Developer plans 500 apartments in Saratoga County: https://www.bizjournals.com/albany/n...velopment.html

"Malta Development Co. Inc. of Ballston Spa wants to construct more than 500 apartments and several mixed-use buildings on 32 acres off Rowland Street in Milton.

The company is seeking town approval to build ten residential apartment buildings, one clubhouse with pool, four mixed-use buildings, and three pad sites, along with a dog park and walking trails.

The total proposed development would include 507 apartment units and 50,000 square feet commercial space.

The proposed project site is located on wooded land at Rowland Street and Trieble Avenue, north of the Mavis Tire and a Sunmark Credit Union branch.

The developer, under an LLC, Malta Land Co., bought the almost-32-acre site for $4.75 million in Nov. 2022, according to county property records.

It's a little over a mile from Winner's Circle at Saratoga, a large townhouse-style apartment complex that the developer built in phases and then sold last year for $200 million to Aker Cos., a commercial real estate investor in Dutchess County.

Plans for the new project were filed with the Milton Planning Department over the summer under the name Milton Town Centre, and it was further discussed at a planning board meeting last month.

Malta Development President Tom Samascott, who was not immediately available for comment, is working on the project with Joseph Dannible of The Environmental Design Partnership.

They also asked the town board to rezone about 6 acres of the land — currrently classified as an airport district — to a town center district with the rest of the property.

The site is adjacent to the Saratoga County Airport, near a Hannaford and Dunkin'. It's near the center of Milton, a growing Saratoga County town that has seen it's population jump by 28%, to 18,800, since 1990.

Over the past 30 years, Malta Development Co. has built more than 600 apartments and about 1,200 homes in Saratoga County."

Also, just outside of the city in the town of Wilton...Community weighs about re-imagining of the Wilton Mall: https://www.saratogian.com/2023/10/0...e-wilton-mall/

"People packed into the Wilton Town Hall for the monthly Town Board meeting ready to share their opinions on the Wilton Mall project that aims to revitalize the space by adding residential units in two phases — the first being apartments immediately adjacent to the Mall and the second being three-story townhomes in the northeast corner of the property.
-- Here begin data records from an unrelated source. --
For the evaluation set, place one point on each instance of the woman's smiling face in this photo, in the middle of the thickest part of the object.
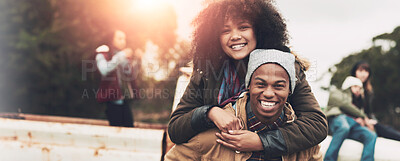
(237, 38)
(269, 89)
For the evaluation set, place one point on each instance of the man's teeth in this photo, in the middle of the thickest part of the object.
(267, 104)
(237, 46)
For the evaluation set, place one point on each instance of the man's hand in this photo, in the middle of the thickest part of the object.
(224, 120)
(240, 140)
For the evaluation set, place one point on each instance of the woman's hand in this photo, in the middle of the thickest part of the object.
(240, 140)
(128, 52)
(224, 120)
(360, 121)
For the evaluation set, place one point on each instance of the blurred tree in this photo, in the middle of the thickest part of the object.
(385, 74)
(46, 45)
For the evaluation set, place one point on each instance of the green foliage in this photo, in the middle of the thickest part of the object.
(385, 74)
(44, 44)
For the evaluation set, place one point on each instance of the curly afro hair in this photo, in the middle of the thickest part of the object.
(268, 25)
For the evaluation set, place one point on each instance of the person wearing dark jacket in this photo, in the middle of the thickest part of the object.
(226, 32)
(346, 121)
(362, 70)
(114, 62)
(263, 107)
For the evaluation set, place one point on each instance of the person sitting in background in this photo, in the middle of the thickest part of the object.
(362, 71)
(345, 120)
(264, 106)
(116, 86)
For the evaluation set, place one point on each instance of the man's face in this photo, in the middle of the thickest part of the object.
(119, 40)
(269, 89)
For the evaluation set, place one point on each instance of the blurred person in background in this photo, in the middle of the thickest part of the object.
(115, 63)
(347, 121)
(362, 71)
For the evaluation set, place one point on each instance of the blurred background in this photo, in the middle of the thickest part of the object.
(47, 51)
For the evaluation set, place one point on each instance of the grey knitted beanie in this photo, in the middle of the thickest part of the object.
(259, 57)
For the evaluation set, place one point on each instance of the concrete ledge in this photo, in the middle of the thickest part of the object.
(36, 140)
(385, 149)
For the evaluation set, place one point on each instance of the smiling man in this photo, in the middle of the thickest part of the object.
(270, 79)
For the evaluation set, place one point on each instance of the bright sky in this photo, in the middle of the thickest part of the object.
(322, 31)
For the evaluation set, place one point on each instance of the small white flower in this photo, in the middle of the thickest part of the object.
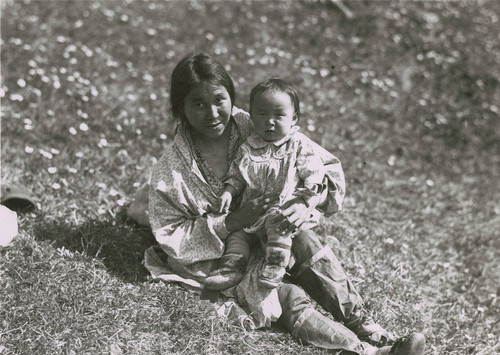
(103, 142)
(46, 154)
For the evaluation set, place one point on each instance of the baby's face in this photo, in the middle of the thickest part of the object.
(273, 115)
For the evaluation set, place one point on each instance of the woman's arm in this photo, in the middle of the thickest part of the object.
(181, 234)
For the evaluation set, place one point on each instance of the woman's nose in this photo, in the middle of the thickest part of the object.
(214, 112)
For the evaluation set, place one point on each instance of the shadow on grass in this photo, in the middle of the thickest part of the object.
(119, 244)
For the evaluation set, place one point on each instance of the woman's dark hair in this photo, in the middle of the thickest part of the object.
(273, 85)
(192, 70)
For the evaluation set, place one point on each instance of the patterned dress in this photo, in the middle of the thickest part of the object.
(183, 203)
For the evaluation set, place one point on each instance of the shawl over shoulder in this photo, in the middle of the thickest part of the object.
(183, 204)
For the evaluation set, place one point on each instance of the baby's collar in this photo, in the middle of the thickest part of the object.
(256, 142)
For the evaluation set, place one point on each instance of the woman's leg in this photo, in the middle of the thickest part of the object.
(307, 324)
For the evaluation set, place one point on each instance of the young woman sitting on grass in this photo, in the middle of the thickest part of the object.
(183, 213)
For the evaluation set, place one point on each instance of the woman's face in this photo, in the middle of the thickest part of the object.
(207, 109)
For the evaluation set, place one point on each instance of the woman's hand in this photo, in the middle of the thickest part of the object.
(249, 212)
(294, 215)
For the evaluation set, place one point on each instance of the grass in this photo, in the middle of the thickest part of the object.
(406, 95)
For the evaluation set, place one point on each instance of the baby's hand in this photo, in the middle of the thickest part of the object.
(225, 201)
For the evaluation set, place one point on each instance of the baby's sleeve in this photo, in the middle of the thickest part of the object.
(309, 165)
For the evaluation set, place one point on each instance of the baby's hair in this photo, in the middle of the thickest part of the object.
(192, 70)
(273, 85)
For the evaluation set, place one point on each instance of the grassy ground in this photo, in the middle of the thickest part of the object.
(406, 94)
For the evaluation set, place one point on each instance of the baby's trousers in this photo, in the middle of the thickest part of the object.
(321, 277)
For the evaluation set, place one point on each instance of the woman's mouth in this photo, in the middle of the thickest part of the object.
(214, 125)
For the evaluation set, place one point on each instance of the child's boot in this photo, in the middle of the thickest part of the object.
(278, 251)
(231, 270)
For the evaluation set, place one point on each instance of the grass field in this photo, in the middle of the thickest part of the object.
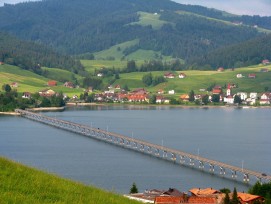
(152, 19)
(61, 75)
(197, 80)
(115, 51)
(31, 82)
(21, 184)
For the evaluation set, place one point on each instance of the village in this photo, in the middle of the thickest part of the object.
(195, 195)
(215, 95)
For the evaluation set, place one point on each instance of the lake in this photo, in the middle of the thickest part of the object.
(234, 136)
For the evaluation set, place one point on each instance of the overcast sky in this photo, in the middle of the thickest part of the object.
(246, 7)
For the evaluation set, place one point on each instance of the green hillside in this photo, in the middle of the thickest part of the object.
(21, 184)
(197, 80)
(31, 82)
(133, 29)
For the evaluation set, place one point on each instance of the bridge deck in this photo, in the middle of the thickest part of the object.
(142, 146)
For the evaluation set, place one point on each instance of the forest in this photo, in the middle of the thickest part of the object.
(78, 27)
(32, 56)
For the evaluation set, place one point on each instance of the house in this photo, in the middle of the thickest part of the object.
(89, 89)
(264, 70)
(239, 76)
(26, 95)
(206, 200)
(265, 62)
(52, 83)
(69, 84)
(160, 91)
(47, 93)
(160, 99)
(253, 95)
(14, 84)
(137, 97)
(169, 75)
(217, 90)
(182, 75)
(242, 95)
(167, 200)
(265, 98)
(229, 99)
(171, 92)
(139, 91)
(184, 97)
(206, 191)
(252, 76)
(245, 198)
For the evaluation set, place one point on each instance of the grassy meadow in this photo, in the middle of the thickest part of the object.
(31, 82)
(195, 79)
(152, 19)
(21, 184)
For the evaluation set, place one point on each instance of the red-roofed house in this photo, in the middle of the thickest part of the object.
(26, 95)
(206, 200)
(265, 62)
(167, 200)
(69, 84)
(252, 76)
(182, 75)
(14, 84)
(265, 98)
(217, 91)
(169, 75)
(246, 198)
(52, 83)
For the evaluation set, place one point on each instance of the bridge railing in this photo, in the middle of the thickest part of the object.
(146, 147)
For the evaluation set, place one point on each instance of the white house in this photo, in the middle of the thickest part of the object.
(242, 95)
(265, 98)
(171, 92)
(26, 95)
(253, 95)
(239, 76)
(229, 99)
(182, 75)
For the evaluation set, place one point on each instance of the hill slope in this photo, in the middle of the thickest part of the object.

Currently in the community review phase of the project, at the last Town Board meeting in September, a public hearing was requested and set for the October meeting so that members of the public could come out and express their support, feedback or disapproval of the project which many Wilton residents took advantage of.

To open the discussion, Mike Shaffer, the General Manager of the Wilton Mall, came forward to share some words with those in attendance at the meeting. He shared that it isn’t just the Wilton Mall that is facing issues, and malls across the country are looking into ways to convert their properties into mixed-use destinations.

“The ultimate outcome is increased property values, reduced vacancies and a boost in sales tax revenue,” Shaffer shared. “The proposed unit development district at the Wilton Mall restricts the residential development to a designated multifamily zone at the property’s East End of the campus with a maximum density of units totaling 400.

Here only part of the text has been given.